Liderler evrimsel psikolojinin gereğini yaptılar. Almanlar herhalde Urla’daki Anaksagoras heykelini çok kıskandılar ki bu kadar heyecan oldu. Arabalar yakıldı.
Suudlar örneğin dört yüz küsur kişilik bir ekiple gittiler. Yani böbürlenme, gösteriş şatafat. Eh biz de yanılmıyorsam 300 küsur kişi idik. Ve halk da bu tür gösterişe tepki koydu. Ye kürküm ye vaziyetlerine gençler daha kolay tepki koyuyorlar. Allaha şükür bile diyebiliriz.
Bütün bunlara rağmen işin özüne inince G20 iyi oldu. Bu “liderler” öyle veya böyle başa geçmişler. Herhangi birinin en zeki, en güzel, en olgun, en bilge, en iyi lisan bilgisi olan falan olduğu elbet söylenemez. Ama baştalar. Ve dünya halkının yüzde 60 ını ve ekonomisinin yüzde seksenini bir şekilde “temsil” ediyorlar.
Birbirlerini halklarından daha sık görme fırsatları olması mühim. Bu esasen her yüz milyon nüfusa koruma, tercüman dahil 10 kişilik ekipler halinde olsa ve senede 4 kez olsa daha iyi olur. Bir şekilde buna doğru evrilecektir umalım. Bakın söyleye söyleye, Suriye\’de güvenli bölge fikrini anlatabildik en sonunda. Kişisel temas olmasa bu daha zor.
Çok daha az şatafat ve Beethoven ve kısa öz iki günlük toplantı. Misafir eden devlet koruma işini üstlenir. Bu insanlar birbirleri ile görüşürler.
Bir biri ile göz göze gelen ve 20 dakika bile konuşan birbirine kolayca ateş etmez.

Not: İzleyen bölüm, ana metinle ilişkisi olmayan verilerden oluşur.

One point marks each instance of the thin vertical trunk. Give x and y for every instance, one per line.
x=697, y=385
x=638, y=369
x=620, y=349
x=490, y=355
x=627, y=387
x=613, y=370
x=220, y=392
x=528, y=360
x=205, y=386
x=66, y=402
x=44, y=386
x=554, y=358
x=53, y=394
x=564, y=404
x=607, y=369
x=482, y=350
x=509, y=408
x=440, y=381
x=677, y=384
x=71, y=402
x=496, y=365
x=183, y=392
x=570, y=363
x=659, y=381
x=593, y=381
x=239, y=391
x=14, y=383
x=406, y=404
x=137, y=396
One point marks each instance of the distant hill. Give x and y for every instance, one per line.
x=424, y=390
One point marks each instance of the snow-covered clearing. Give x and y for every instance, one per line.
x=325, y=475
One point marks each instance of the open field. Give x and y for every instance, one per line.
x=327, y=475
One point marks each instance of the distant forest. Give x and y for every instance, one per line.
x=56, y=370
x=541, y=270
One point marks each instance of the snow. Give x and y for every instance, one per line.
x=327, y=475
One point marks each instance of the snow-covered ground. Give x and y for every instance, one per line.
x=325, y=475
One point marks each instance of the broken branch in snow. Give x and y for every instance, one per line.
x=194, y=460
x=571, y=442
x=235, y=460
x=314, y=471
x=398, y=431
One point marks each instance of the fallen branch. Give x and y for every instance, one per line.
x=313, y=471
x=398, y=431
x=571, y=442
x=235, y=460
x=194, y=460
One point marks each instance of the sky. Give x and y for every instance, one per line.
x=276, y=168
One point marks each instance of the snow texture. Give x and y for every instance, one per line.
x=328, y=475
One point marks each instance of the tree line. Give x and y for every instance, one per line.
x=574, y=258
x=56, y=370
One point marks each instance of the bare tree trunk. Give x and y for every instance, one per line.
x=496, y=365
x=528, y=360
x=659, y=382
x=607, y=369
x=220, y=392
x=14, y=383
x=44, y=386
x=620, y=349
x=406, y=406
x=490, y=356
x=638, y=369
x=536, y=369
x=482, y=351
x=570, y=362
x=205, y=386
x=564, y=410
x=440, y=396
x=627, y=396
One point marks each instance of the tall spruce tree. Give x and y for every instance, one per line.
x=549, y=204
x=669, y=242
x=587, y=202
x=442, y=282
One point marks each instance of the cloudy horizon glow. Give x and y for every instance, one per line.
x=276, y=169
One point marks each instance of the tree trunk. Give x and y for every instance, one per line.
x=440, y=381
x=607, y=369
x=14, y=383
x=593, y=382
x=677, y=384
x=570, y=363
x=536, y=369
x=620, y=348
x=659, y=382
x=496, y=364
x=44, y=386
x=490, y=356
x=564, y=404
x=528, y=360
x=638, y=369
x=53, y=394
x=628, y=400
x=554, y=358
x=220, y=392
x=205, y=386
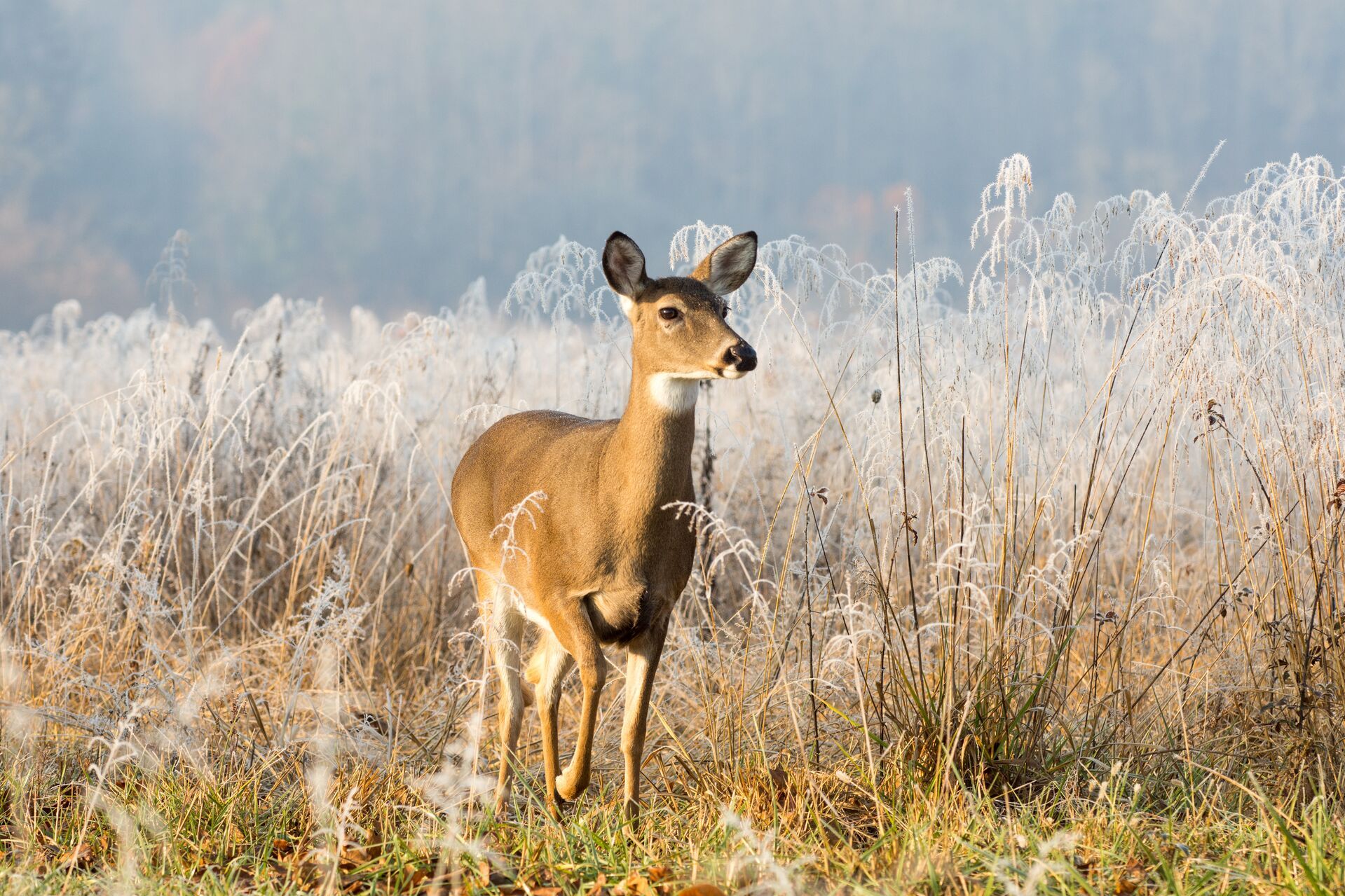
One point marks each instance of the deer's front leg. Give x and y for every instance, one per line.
x=641, y=665
x=575, y=631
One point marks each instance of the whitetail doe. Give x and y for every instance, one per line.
x=600, y=558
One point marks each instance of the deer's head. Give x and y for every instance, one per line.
x=681, y=333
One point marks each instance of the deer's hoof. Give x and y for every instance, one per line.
x=571, y=787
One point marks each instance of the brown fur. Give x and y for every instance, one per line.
x=601, y=558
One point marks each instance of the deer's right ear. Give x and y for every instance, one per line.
x=623, y=264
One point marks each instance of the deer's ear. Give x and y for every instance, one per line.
x=730, y=266
x=623, y=264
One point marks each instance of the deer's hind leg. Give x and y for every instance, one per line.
x=505, y=633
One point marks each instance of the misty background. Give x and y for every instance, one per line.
x=388, y=155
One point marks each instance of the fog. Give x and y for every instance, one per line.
x=389, y=156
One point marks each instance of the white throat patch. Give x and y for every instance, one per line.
x=676, y=392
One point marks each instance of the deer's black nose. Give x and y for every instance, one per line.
x=742, y=355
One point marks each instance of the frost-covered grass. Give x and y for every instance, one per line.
x=1016, y=580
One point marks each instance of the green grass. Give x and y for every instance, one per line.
x=253, y=828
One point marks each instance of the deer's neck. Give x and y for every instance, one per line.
x=650, y=454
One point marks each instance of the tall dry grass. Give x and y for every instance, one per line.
x=1068, y=520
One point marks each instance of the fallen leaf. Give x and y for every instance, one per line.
x=636, y=885
x=1131, y=878
x=78, y=856
x=701, y=890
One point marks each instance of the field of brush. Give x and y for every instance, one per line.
x=1024, y=579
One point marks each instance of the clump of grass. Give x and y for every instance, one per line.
x=1024, y=581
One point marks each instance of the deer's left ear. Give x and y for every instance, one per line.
x=730, y=266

Bakın huylu huyundan vazgeçmez ama Trump bile Merkel’i bir gerçek olarak kavradı. İlk görüşmelerindeki hasmane tavır TV den görebildiğim kadarı ile yumuşamıştı. Trump bir de şimdiye kadar “lider konumunda olan ABD nin” bu toplantıda grubun dışında kalan ülke olduğunu da umalım hissedebildi.
Çıkan basın bildirileri tüm insanlığa atmosferik bir titreşim gibi yayılıyor. Ne kadar içerikten ar olsalar bile. Malzeme bu. Buna bile şükür. BM de veto etme vs ile daha az nüfus kemikleşmiş bir şekilde temsil ediliyor. Madem teknoloji ve ticaret ile küçülen ve küreselleşen bir dünyada yaşıyoruz. Güç sahibi olanların arada birbirinin yüzüne bakması önemli. Yoksa Kuzey Kore Lideri gibi sapıkların oluşması şansı daha fazla. Öyle böyle birbirlerini tanıyorlar. Etrafları doğal olarak daha fazla evet diye hitabediyor liderlere. Biraz da hayır tadıyorlar bir araya gelince.

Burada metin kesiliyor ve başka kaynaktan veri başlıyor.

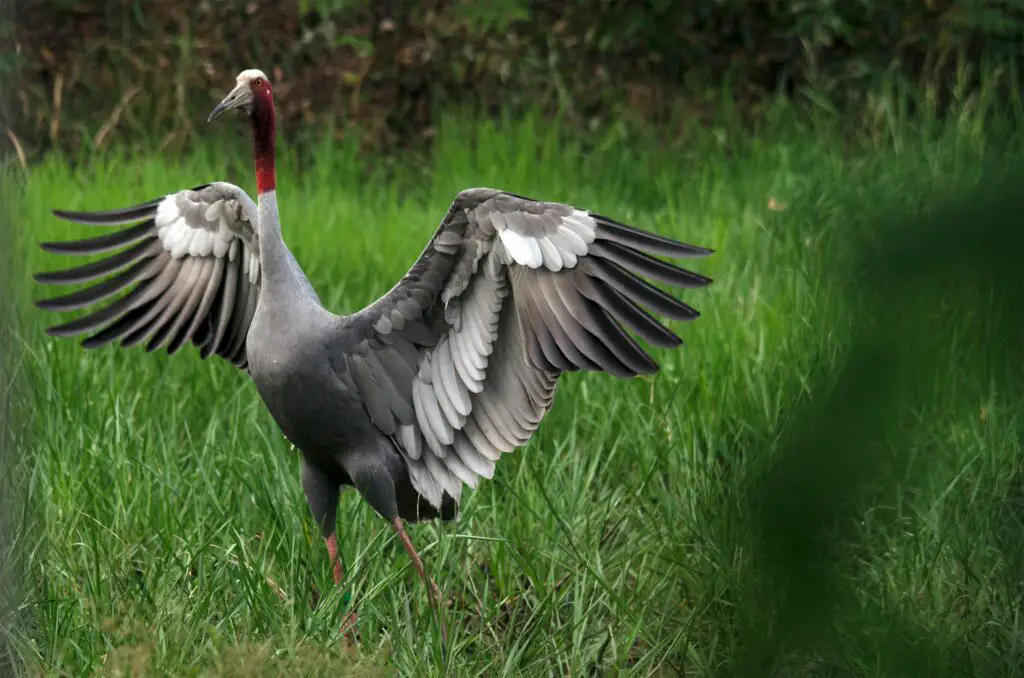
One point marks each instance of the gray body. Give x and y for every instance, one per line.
x=423, y=390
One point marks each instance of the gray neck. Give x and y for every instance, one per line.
x=282, y=277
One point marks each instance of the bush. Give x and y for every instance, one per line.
x=92, y=70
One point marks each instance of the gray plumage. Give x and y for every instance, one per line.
x=425, y=388
x=421, y=392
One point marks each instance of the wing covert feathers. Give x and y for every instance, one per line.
x=460, y=361
x=185, y=269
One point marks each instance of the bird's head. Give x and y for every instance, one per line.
x=252, y=88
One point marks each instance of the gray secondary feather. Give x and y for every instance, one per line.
x=427, y=387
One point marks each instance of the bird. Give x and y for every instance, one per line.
x=421, y=392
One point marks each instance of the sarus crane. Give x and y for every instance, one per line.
x=422, y=390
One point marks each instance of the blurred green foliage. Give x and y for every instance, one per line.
x=93, y=70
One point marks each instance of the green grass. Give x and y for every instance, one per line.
x=165, y=525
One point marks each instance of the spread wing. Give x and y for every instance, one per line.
x=459, y=362
x=188, y=264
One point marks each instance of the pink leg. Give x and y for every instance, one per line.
x=432, y=592
x=348, y=628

Ne abartılı beklentileri olması gerek gençlerin ne de hüsrana kapılmaları. Küçük adımlarla bir dünya parlamentosuna doğru gidecek bu toplantılar.
Birbirini tanıyan daha zor birbirine ateş eder! En azından anlama fırsatları olur birbirlerini. Anlayabilirler mi? Anlayabilecek kültürel altyapıları var mı? O bambaşka bir konu.